What Is Tartar Buildup?
Many people ask the question “What is tartar buildup?” Gum disease and tooth decay are the result of plaque on teeth, which becomes tartar if not removed by flossing and brushing. Tartar can cause prolonged gum inflammation, also known as gingivitis, which can cause serious gum disease. Preventing the increase of tartar and having regular professional teeth cleaning is vital for good dental health.
Plaque is a colorless, sticky substance containing sugars and bacteria, which start to increase in four hours after brushing. It mostly gathers around the grooves on teeth, edges of fillings, and just under and along gum lines. When the plaque is not removed through flossing or brushed with effective ingredients, it starts to toughen and calcifies into tartar. Another term for tartar is calculus.
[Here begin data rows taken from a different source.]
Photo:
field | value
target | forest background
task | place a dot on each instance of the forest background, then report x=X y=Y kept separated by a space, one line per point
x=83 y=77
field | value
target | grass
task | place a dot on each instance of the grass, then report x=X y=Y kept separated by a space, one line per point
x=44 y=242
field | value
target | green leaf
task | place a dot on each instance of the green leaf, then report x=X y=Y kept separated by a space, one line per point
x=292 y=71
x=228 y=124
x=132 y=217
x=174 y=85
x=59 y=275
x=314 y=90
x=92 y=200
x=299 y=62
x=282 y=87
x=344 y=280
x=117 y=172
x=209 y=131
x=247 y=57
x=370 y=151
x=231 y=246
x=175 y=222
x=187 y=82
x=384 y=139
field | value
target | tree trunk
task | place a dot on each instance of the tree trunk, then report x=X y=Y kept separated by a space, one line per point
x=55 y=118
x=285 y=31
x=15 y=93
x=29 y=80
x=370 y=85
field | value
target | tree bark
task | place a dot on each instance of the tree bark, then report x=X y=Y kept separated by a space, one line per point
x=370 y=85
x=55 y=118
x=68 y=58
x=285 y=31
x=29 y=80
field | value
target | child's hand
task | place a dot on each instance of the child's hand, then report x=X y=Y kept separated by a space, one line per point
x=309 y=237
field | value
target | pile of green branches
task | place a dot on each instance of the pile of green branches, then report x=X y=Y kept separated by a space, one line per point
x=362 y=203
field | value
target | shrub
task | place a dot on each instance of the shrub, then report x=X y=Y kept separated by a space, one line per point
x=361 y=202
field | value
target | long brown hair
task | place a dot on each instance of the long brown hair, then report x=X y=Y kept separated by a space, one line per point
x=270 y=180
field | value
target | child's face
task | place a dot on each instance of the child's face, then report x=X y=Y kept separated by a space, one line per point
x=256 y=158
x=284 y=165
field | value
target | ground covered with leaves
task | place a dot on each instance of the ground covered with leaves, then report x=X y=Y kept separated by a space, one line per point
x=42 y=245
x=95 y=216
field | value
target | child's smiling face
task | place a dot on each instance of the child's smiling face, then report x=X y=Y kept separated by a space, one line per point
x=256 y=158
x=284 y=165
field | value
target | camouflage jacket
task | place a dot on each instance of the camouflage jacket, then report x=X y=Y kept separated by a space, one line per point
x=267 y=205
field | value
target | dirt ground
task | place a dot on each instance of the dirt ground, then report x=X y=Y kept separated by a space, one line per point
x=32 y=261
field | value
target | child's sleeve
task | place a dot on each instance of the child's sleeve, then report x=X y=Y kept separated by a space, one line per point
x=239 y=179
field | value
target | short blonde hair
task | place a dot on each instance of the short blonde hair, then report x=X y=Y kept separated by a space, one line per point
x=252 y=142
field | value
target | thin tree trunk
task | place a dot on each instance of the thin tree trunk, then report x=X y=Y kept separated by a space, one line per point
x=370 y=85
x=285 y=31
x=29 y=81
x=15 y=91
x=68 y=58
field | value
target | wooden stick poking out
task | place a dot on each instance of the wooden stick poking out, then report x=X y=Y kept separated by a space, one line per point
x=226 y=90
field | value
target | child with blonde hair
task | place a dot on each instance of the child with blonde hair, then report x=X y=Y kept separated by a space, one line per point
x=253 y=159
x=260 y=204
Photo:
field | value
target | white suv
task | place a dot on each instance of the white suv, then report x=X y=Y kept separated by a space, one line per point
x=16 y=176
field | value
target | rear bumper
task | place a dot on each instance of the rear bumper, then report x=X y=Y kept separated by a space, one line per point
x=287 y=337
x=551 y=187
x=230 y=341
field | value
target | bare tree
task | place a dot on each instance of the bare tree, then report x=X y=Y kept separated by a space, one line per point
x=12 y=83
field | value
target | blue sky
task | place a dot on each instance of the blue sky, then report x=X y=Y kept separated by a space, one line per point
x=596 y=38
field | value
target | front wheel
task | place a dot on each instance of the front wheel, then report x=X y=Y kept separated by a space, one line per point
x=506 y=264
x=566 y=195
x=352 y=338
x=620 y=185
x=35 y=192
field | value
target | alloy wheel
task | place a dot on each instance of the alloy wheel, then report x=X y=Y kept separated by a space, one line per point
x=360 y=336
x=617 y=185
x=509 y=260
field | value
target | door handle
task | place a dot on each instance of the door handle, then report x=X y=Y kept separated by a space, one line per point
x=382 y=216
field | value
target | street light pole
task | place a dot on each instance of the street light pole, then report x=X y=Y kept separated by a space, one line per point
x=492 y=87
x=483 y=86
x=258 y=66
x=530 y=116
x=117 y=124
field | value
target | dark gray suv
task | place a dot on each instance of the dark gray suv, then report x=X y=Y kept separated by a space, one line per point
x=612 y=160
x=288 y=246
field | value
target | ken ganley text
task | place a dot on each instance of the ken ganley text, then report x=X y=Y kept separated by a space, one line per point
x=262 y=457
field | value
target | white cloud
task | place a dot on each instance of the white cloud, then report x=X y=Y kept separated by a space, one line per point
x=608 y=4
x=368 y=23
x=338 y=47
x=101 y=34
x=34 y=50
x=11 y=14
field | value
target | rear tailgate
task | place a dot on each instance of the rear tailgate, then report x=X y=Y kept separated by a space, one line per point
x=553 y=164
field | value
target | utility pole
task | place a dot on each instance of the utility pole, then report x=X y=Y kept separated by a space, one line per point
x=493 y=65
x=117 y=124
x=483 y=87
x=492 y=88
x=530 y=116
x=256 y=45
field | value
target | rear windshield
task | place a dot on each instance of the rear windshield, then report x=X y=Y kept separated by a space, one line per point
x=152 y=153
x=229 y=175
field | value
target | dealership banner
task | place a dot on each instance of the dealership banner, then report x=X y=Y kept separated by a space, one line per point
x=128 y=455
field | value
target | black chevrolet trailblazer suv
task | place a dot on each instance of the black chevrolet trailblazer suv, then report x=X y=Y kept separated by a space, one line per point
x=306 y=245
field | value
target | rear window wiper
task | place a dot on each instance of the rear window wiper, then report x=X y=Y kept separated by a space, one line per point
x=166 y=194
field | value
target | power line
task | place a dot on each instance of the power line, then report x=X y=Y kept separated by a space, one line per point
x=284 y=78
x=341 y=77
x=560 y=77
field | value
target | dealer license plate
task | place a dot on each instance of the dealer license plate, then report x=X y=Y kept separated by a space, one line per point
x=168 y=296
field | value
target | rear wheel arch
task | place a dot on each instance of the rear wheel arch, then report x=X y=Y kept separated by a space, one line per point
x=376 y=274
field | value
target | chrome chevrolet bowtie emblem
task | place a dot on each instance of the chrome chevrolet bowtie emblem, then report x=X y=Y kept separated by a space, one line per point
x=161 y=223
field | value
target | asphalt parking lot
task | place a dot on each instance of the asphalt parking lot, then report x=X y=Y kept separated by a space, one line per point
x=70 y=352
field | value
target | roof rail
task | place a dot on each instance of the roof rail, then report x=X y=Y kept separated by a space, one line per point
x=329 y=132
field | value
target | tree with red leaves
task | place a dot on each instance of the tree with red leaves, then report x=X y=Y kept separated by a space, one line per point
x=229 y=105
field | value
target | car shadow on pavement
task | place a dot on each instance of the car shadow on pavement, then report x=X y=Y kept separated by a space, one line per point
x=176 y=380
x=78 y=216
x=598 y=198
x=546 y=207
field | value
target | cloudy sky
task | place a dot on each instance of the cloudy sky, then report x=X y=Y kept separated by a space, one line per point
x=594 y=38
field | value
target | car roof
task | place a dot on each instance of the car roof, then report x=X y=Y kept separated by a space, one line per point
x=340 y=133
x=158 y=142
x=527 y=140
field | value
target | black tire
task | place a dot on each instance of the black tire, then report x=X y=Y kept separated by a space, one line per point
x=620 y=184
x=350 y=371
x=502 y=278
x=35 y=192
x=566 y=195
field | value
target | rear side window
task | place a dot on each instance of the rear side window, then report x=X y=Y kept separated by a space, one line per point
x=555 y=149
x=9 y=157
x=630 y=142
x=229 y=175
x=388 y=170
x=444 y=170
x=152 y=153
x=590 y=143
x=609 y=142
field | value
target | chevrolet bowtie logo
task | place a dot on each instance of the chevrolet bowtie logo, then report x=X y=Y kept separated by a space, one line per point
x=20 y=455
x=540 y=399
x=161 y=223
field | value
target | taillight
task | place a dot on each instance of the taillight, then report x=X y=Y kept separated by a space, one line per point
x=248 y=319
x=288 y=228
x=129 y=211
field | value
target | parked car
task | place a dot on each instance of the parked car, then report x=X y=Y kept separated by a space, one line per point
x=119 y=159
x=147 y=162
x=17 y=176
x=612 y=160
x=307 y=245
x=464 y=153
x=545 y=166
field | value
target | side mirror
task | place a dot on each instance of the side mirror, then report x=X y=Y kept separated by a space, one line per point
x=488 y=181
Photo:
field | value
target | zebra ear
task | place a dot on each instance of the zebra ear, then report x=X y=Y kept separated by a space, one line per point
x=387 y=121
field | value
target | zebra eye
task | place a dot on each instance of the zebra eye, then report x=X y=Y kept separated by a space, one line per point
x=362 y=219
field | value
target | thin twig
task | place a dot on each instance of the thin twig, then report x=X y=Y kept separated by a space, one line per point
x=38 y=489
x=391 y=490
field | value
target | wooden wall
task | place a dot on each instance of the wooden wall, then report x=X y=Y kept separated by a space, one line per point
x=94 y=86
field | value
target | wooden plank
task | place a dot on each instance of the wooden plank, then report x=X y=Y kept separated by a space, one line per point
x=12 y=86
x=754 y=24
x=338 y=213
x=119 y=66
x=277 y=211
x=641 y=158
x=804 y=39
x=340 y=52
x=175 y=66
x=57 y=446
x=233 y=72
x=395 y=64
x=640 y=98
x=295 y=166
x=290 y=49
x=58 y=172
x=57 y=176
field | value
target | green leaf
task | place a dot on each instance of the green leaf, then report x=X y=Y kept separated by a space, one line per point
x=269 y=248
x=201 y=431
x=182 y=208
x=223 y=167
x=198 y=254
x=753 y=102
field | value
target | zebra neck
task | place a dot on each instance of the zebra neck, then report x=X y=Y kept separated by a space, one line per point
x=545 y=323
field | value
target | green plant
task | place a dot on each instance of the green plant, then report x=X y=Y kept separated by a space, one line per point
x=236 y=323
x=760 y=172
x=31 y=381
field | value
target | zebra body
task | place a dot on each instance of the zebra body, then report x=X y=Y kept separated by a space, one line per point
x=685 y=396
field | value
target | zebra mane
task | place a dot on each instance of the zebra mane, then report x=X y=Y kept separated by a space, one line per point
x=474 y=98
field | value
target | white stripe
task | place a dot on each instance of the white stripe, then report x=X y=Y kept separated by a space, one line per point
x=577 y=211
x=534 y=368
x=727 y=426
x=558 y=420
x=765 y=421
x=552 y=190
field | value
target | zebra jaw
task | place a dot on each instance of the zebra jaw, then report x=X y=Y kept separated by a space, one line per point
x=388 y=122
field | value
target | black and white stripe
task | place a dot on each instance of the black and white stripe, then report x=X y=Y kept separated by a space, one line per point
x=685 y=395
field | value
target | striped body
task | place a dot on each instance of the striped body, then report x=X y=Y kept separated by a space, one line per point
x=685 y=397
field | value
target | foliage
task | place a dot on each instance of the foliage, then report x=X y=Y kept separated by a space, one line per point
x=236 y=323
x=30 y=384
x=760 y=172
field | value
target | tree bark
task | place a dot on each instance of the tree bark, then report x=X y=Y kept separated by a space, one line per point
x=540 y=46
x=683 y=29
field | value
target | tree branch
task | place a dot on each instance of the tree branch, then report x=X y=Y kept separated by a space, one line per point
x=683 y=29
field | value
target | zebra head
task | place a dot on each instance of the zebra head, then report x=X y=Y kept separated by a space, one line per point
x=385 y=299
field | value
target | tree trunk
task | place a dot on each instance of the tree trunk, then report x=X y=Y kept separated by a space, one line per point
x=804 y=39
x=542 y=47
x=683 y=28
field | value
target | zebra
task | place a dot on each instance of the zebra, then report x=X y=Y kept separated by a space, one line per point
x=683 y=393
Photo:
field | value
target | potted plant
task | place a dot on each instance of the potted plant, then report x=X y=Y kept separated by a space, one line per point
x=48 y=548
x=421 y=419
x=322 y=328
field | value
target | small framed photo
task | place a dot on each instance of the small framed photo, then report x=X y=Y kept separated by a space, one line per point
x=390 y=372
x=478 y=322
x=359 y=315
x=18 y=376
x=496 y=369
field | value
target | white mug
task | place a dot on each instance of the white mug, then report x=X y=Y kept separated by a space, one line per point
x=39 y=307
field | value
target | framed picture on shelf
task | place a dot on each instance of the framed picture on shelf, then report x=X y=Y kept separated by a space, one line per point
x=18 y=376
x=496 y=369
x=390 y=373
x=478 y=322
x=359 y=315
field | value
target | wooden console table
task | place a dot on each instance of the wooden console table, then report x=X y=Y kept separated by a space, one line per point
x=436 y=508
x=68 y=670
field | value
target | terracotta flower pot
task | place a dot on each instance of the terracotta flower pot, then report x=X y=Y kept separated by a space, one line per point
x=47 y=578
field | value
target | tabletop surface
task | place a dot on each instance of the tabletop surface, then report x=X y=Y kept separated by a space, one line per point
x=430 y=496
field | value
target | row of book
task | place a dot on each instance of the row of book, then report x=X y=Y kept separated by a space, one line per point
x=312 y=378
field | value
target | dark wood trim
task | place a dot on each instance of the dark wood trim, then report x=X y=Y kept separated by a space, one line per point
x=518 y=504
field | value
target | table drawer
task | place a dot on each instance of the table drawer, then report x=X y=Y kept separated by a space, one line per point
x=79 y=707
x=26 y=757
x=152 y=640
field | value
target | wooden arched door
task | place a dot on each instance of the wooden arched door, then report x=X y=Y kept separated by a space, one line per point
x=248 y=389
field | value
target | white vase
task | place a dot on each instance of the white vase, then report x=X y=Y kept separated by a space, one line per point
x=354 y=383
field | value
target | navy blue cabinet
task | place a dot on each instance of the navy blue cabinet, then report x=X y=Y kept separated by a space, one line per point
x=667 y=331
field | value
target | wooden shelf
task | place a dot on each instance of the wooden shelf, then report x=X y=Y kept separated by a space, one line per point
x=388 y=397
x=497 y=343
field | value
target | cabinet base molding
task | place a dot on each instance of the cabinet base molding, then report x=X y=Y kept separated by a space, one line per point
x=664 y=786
Tartar and plaque both have acids, which cause tooth decay through eating away the teeth’s enamel surface. Tartar absorbs more plaque because it is stickier than your teeth and also increases the surface area where plaque can develop. More harmful bacteria can start forming in the tartar, producing toxins that can lead to gingivitis. Gingivitis can cause periodontitis, where the toxins weaken the connective tissue and bones supporting teeth. This can lead to loose teeth and bone loss.
The United States Food and Drug Administration (USFDA) find gum disease as the main reason why many adult lose their tooth. The American Academy of Periodontology (AAP) supports that people who have serious gum disease are almost twice as likely to have cardiovascular disease because of the stress caused by constant inflammation in the body.
Tartar is also a cosmetic problem. It is light to dark yellow in color, which appears visible when it arises outside the gums. Moreover, tartar is more absorbent than teeth, so it can easily absorb stains, producing problems to those people who always smoke or drink tea or coffee.
Brushing the teeth twice a day using gel toothpaste, which has a tartar control ingredient, will help remove plaque and residue, and stops plaque from turning into tartar. It is also helpful if you use an electric rotation oscillation toothbrush. Many dentists recommend this type of toothbrush because it can get under your gum line and eliminate plaque there.
Fluoride is very significant as well. After the manufacturers of toothpaste began to add fluoride as one of the ingredients to their products in the late 1950s, users achieved big improvement in their fights against cavities, which was further supported by people including fluoride in the water supply.